I used to be polite. Now I make exceptions, especially with unwanted callers. We screen our calls with caller ID. This means that occasionally we miss a few friends at the moment they call because we don’t recognize their cell phone numbers, but this doesn’t happen often, and unlike the other callers, friends leave a message. However, sometimes my curiosity gets the best of me.
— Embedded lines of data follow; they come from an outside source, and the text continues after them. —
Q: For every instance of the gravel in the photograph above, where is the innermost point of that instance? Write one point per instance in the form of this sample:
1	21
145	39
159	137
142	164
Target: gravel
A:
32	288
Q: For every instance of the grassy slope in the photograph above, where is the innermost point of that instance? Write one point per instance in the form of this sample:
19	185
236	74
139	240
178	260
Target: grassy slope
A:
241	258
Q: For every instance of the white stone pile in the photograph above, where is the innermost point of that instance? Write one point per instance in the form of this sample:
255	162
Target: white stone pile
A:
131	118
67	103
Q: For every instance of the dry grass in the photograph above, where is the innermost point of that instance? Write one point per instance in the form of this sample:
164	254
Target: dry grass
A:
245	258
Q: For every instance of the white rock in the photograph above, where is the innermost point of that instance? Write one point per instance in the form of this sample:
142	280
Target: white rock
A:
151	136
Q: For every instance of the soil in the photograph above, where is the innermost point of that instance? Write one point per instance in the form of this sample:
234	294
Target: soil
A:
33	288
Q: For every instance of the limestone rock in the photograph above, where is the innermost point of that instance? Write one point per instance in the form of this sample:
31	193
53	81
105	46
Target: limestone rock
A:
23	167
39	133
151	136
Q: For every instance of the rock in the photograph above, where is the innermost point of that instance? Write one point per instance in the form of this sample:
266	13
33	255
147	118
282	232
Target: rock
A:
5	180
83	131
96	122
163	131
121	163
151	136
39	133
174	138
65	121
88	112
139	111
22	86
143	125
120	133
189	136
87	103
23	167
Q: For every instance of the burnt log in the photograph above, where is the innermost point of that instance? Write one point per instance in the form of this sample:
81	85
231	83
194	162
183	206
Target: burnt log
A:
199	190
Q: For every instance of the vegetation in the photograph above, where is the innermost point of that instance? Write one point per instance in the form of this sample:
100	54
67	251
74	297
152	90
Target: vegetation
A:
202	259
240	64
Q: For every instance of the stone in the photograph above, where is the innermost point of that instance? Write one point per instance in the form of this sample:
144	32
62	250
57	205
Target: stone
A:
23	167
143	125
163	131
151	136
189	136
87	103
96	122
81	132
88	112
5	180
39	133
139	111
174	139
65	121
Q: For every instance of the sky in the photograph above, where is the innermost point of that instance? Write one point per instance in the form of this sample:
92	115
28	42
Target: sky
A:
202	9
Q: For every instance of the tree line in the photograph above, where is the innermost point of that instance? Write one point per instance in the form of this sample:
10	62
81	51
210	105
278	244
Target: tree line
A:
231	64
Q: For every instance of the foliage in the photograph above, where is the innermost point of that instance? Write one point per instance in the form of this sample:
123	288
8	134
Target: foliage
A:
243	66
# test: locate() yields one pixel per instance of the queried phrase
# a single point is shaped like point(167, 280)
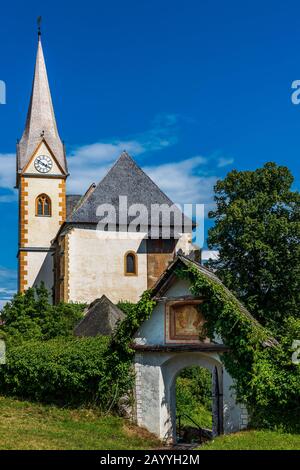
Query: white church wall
point(96, 266)
point(43, 150)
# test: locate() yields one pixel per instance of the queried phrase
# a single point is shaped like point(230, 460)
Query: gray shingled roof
point(125, 178)
point(100, 319)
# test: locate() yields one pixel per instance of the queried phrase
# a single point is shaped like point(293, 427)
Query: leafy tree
point(257, 232)
point(30, 316)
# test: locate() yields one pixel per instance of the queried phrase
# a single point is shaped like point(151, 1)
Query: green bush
point(30, 316)
point(65, 371)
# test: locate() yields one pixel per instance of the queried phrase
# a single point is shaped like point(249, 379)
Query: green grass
point(25, 425)
point(255, 440)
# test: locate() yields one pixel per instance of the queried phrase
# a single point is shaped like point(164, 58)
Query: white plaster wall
point(155, 392)
point(96, 266)
point(235, 414)
point(156, 374)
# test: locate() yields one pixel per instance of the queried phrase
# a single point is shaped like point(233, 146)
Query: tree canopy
point(257, 232)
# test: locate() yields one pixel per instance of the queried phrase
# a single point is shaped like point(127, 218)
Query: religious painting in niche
point(185, 321)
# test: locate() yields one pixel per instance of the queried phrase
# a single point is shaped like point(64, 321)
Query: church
point(69, 241)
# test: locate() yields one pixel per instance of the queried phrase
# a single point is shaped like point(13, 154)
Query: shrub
point(30, 316)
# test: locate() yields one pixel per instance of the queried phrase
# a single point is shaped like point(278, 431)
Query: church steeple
point(40, 122)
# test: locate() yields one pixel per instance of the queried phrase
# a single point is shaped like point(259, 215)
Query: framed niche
point(184, 322)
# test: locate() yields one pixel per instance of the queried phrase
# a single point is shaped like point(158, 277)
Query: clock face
point(43, 164)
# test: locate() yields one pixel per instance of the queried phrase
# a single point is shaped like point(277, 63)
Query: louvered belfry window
point(43, 206)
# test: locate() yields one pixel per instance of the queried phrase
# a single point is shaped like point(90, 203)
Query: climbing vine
point(119, 380)
point(265, 377)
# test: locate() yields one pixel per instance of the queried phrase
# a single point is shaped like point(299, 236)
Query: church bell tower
point(41, 181)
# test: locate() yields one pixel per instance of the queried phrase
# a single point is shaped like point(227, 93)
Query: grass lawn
point(25, 425)
point(255, 440)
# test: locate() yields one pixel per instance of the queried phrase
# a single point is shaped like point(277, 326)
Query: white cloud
point(7, 176)
point(89, 163)
point(184, 181)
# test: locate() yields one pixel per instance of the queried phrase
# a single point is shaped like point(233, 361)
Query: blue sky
point(191, 89)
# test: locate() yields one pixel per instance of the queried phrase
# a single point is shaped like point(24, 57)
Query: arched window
point(130, 261)
point(43, 206)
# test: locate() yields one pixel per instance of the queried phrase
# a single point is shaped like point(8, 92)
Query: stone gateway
point(160, 355)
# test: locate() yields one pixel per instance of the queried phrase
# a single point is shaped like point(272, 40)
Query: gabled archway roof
point(169, 276)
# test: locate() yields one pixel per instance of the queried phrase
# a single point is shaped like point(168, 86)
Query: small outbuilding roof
point(169, 276)
point(101, 319)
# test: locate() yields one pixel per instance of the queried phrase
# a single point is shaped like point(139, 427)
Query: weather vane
point(39, 22)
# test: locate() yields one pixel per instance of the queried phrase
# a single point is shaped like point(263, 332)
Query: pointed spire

During the recent political campaign we stopped answering the phone because no satisfaction comes with slamming the receiver down on robots, no matter how nasty their messages are. (Yes, I realize there aren’t many of us left who have phones with receivers, but there are advantages.) The volume of unwanted calls from unknown callers has slowed considerably since the election, but two still come daily. Against my better judgment I picked up one from North Attleborough, Massachusetts, population, 28,700, and found myself talking to a live being. The caller represented a non-profit wildlife organization that I know little about, except that it is relentless in its requests for donations. I received regular emails, lots of snail mail and always unwanted prizes accompanying the occasional donation. I take care of the emails by labeling them “junk,” and the letters by putting them directly in the recycling bin, but I don’t have a chance of stopping the phone calls unless I pick up the phone.
Charity ratings groups give this organization a reasonably high mark; despite this, it still seems like it must spend as much on buying and mailing its donors greeting cards and cloth bags made in China as it does on saving animals. Apparently, we have to add to the landfill in Washington to keep the animal population alive in other countries.
No sooner had I disposed of my wildlife caller without mercy, the call came in from our second regular pest: Yonkers. One of these days I am going to have to take on Yonkers and it won’t be a pleasant experience…for them.